Police apparently struggled for several hours to intervene in the rioting in the near-border village, which sits about 120 kilometers southwest of Almaty.
President Kassym-Jomart Tokayev delivered an unscheduled national address on television to urge national unity and vowed that perpetrators would be punished once authorities had conducted a full investigation.
“I have given instructions for a government commission to be set up. It will be headed by Deputy Prime Minister Berdibek Saparbayev,” Tokayev said.
Although officials have not stated it explicitly, it would appear that the conflict has involved ethnic Kazakhs and Dungans, the latter being Muslims of Chinese ancestry who live in substantial numbers in areas of southeastern Kazakhstan. Around 7,000 Dungans are estimated to live in Masanchi alone.
Interior Minister Yerlan Turgumbayev said on February 8 that around 70 people were involved. More than 40 were injured in the unrest. It seems from the scale of the unrest, however, that those estimates may have been conservative.
"Provocateurs and eyewitnesses filmed the events and called for violence through social networks. Hooligans used rebar, stones and other implements. Police officers sustained numerous injuries, two received gunshot wounds. Seven people have been detained and two hunting rifles have been confiscated,” Turgumbayev told a press conference.
Information Minister Dauren Abayev pleaded with the public to refrain from spreading false information that could further destabilize the situation.
“Be careful when sending videos or audio messages.

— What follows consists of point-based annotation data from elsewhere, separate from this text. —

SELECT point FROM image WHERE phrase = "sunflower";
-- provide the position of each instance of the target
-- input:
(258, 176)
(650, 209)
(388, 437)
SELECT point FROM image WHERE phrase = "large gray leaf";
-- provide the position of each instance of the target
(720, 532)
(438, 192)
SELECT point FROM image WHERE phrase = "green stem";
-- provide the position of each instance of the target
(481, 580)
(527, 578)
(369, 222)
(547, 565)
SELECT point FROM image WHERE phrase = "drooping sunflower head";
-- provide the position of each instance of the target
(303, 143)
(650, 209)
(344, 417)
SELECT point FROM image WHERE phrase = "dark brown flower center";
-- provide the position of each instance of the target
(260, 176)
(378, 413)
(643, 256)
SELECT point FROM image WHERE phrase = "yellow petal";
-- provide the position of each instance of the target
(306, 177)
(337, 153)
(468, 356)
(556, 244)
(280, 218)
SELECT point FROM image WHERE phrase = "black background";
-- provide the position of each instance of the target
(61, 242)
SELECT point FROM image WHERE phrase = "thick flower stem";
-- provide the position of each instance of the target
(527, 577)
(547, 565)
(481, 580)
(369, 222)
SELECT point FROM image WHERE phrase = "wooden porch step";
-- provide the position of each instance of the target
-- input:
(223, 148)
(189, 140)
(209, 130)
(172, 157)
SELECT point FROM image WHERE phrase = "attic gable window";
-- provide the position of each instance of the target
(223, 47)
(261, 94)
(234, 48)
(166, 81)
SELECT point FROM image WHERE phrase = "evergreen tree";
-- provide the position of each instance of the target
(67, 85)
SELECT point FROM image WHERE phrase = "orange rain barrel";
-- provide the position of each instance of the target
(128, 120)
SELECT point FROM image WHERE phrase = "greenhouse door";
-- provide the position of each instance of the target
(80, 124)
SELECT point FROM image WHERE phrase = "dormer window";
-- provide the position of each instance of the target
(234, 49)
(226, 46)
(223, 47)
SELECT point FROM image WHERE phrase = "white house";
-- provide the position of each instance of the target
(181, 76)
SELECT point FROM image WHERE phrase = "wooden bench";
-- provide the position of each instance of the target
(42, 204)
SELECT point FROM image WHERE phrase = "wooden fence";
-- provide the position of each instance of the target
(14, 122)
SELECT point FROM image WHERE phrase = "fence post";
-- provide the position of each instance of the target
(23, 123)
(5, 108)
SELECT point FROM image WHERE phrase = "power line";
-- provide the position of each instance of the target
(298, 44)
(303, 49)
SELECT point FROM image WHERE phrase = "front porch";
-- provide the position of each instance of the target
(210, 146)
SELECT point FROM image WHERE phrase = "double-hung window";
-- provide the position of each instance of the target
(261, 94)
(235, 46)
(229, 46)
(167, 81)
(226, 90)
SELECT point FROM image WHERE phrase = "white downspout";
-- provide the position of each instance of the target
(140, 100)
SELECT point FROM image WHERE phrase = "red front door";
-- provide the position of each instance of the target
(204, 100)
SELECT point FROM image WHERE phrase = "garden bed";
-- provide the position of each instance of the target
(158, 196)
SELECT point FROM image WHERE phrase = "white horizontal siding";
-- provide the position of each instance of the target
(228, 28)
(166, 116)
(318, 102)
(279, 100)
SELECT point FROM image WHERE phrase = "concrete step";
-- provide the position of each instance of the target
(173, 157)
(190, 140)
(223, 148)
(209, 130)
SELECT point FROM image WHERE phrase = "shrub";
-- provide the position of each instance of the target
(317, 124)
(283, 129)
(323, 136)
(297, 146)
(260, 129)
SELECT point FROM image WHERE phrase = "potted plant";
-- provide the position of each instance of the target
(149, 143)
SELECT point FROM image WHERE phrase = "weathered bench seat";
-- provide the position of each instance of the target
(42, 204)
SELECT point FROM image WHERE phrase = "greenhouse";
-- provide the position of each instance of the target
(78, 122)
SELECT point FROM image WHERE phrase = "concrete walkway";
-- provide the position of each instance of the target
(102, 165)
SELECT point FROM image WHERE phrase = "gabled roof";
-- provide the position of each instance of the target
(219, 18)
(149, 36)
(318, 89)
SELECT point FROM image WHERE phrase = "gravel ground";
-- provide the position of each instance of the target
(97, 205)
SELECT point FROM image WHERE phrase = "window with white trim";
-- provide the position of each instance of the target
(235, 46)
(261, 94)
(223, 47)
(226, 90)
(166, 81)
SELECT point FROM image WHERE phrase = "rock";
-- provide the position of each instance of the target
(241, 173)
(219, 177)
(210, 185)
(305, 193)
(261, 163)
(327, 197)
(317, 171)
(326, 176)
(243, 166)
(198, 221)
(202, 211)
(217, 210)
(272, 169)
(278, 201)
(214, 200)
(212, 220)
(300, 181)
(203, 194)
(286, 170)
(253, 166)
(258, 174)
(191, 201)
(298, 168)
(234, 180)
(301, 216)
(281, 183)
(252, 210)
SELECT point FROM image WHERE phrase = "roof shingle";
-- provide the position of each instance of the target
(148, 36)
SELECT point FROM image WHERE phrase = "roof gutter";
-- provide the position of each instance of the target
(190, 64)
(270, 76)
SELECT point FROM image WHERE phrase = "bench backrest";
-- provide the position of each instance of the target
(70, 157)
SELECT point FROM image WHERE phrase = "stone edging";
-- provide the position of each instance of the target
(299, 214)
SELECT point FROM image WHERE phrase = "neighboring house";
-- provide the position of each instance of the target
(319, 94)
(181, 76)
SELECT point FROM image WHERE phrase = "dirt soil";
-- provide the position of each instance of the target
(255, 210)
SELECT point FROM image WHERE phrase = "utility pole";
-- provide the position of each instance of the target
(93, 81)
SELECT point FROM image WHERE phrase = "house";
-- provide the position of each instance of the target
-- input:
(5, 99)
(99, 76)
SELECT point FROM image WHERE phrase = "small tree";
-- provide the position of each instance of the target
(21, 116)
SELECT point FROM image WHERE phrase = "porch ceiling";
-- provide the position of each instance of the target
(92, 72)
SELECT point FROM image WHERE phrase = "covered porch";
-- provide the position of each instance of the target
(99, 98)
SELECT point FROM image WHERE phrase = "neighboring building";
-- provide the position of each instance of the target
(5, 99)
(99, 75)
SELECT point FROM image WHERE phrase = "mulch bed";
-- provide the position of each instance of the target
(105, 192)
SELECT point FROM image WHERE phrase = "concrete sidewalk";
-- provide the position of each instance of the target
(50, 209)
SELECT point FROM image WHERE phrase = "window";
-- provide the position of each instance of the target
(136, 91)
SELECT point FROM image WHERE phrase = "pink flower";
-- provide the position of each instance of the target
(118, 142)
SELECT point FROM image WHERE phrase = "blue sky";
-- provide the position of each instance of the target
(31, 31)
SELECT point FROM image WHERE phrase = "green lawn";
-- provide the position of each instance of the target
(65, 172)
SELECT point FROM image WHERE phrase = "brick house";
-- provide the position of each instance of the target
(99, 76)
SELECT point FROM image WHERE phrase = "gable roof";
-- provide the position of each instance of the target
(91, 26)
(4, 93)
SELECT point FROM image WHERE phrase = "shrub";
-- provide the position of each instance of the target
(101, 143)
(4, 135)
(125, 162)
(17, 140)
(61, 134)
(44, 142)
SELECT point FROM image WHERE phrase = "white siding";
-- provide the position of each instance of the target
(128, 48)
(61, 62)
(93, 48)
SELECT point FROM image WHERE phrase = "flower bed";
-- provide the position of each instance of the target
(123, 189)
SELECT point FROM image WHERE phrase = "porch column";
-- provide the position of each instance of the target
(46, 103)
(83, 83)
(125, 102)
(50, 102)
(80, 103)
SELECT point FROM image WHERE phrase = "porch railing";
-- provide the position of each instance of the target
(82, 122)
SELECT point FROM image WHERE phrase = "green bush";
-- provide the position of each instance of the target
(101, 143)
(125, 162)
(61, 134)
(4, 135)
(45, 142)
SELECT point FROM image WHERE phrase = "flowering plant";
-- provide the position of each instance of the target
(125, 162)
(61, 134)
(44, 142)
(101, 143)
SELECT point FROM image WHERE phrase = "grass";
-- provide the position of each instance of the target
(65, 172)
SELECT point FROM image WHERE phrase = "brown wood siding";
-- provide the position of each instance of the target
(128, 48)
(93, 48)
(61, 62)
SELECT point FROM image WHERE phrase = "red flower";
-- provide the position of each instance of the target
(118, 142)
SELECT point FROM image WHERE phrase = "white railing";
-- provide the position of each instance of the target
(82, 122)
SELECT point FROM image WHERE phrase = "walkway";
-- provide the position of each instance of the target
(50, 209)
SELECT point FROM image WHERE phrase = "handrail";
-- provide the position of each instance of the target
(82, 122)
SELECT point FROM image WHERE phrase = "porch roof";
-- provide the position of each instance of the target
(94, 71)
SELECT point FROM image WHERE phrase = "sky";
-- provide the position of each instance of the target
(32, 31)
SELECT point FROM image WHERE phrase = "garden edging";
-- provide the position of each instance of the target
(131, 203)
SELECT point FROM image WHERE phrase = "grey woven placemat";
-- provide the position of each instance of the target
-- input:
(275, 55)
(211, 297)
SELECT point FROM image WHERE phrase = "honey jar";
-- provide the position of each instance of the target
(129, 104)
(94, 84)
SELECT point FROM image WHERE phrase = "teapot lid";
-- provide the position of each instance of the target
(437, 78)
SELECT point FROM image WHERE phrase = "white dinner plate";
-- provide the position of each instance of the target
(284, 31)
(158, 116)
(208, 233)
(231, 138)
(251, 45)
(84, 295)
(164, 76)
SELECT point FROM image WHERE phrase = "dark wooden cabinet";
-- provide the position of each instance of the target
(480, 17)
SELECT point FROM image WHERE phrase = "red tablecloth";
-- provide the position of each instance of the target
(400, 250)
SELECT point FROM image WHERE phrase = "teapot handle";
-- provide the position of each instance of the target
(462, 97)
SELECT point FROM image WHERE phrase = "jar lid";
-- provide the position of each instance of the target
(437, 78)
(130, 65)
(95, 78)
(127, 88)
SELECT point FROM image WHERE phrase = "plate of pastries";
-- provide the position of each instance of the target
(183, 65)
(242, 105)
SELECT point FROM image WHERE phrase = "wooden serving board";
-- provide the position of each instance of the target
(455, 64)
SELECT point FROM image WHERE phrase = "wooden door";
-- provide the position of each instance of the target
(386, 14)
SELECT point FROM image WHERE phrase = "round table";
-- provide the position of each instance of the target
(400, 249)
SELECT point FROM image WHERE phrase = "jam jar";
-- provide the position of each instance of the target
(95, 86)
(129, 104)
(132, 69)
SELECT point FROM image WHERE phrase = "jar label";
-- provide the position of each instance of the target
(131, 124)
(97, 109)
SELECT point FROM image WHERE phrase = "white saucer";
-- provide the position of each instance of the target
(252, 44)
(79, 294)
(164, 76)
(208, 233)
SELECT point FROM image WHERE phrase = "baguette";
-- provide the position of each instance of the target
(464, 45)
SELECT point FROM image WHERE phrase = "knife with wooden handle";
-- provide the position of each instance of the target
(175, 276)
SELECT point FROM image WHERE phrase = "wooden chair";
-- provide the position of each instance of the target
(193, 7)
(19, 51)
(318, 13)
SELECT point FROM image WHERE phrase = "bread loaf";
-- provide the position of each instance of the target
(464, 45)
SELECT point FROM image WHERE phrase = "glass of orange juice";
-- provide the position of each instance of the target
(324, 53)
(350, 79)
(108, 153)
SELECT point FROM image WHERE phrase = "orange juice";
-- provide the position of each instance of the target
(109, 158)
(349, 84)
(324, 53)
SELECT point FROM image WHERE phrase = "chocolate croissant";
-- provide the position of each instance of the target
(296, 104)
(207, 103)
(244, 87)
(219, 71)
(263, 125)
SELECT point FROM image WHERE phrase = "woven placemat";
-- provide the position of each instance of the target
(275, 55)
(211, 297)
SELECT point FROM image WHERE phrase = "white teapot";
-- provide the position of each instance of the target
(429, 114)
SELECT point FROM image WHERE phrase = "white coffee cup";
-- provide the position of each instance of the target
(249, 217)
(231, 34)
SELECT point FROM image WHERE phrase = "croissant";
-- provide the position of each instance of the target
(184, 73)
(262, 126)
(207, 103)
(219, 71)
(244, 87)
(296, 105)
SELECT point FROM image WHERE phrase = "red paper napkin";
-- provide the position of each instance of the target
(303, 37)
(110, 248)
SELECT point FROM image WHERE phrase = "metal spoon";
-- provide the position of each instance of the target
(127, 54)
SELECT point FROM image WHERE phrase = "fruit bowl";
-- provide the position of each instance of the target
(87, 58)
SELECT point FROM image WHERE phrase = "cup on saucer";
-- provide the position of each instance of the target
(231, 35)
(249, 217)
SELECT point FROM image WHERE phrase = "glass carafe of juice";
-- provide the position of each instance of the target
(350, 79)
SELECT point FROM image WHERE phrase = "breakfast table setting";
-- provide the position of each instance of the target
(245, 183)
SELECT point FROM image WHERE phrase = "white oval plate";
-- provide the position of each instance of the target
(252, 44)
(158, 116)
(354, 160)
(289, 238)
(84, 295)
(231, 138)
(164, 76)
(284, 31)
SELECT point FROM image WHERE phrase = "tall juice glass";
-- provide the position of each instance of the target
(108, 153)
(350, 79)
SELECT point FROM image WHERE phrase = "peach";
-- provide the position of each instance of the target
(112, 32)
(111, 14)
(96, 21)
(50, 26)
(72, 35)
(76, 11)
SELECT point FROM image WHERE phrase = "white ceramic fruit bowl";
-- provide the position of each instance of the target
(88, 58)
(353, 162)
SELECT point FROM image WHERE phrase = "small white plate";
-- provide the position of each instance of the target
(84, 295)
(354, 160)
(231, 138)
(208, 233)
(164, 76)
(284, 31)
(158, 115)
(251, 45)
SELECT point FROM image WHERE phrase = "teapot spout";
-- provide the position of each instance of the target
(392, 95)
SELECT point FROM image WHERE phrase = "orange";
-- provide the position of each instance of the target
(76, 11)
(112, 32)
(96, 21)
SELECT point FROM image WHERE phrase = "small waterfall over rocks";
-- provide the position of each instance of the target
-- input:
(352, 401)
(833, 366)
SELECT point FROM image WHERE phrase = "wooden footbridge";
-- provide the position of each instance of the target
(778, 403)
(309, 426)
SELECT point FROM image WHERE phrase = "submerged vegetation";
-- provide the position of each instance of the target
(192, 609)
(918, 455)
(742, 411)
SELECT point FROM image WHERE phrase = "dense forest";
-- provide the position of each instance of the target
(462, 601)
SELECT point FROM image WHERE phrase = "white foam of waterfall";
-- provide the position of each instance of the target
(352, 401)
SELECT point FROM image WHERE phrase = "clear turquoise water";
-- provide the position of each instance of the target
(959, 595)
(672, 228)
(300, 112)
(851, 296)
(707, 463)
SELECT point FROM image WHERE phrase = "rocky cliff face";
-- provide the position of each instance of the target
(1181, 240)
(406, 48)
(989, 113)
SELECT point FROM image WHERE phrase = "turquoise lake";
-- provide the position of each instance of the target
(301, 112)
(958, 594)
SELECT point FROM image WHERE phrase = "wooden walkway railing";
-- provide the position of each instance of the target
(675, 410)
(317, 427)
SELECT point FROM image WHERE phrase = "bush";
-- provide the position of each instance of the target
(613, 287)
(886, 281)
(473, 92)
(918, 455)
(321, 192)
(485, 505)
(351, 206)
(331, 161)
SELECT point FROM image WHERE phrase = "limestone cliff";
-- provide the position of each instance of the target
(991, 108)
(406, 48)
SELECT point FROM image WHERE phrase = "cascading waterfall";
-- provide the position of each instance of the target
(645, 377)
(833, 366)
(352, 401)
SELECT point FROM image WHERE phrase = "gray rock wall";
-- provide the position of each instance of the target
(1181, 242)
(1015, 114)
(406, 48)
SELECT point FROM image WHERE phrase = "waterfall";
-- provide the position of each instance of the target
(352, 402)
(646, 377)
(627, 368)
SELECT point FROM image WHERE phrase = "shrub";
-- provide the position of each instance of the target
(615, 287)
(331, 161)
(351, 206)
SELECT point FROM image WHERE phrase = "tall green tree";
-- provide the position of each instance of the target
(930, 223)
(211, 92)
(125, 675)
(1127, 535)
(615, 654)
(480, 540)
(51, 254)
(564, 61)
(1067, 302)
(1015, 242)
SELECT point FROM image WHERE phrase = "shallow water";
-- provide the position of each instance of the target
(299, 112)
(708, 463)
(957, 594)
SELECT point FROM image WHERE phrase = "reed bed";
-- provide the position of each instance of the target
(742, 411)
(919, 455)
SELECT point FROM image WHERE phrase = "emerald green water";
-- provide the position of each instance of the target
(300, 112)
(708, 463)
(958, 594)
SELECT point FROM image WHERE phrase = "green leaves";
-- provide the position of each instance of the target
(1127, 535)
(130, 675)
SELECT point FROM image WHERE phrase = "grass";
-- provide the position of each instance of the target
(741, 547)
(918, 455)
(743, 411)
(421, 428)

Your messages can lead to tragedy, as happened today because of messages sent via messaging apps. A tragedy has occurred, a regular incident escalated into an ethnic incident,” he said.
Journalists from RFE/RL’s Kazakh service, Radio Azattyk, who went to the scene on February 8 by circumventing government checkpoints reported observing a scene of total devastation. Houses, shops and cafes that had been set alight the night before were still smoldering and being put out by fire fighters.
Azattyk cited locals as saying that the unrest had spread across five villages and that hundreds of men had travelled from further afield to participate in the violence.
If the authorities had a clear idea of what or who sparked the fighting, they were not revealing anything as of lunchtime on February 8.
Commenting on the events, political activist Galym Ageleuov wrote that the incident appeared to expose troubling fault-lines in Kazakh society and that the government was ill-equipped to deal with its causes.
“Any clash can escalate into an ethnic conflict. People divide and support their own ethnic group. [The Assembly of People of Kazakhstan] has long turned into a nomenklatura distant from the needs of the various ethnic groups,” he said, referring to a state-coordinated body whose existence is intended to support interethnic harmony.
Correction: An earlier version of this article identified Berdibek Saparbayev as prime minister.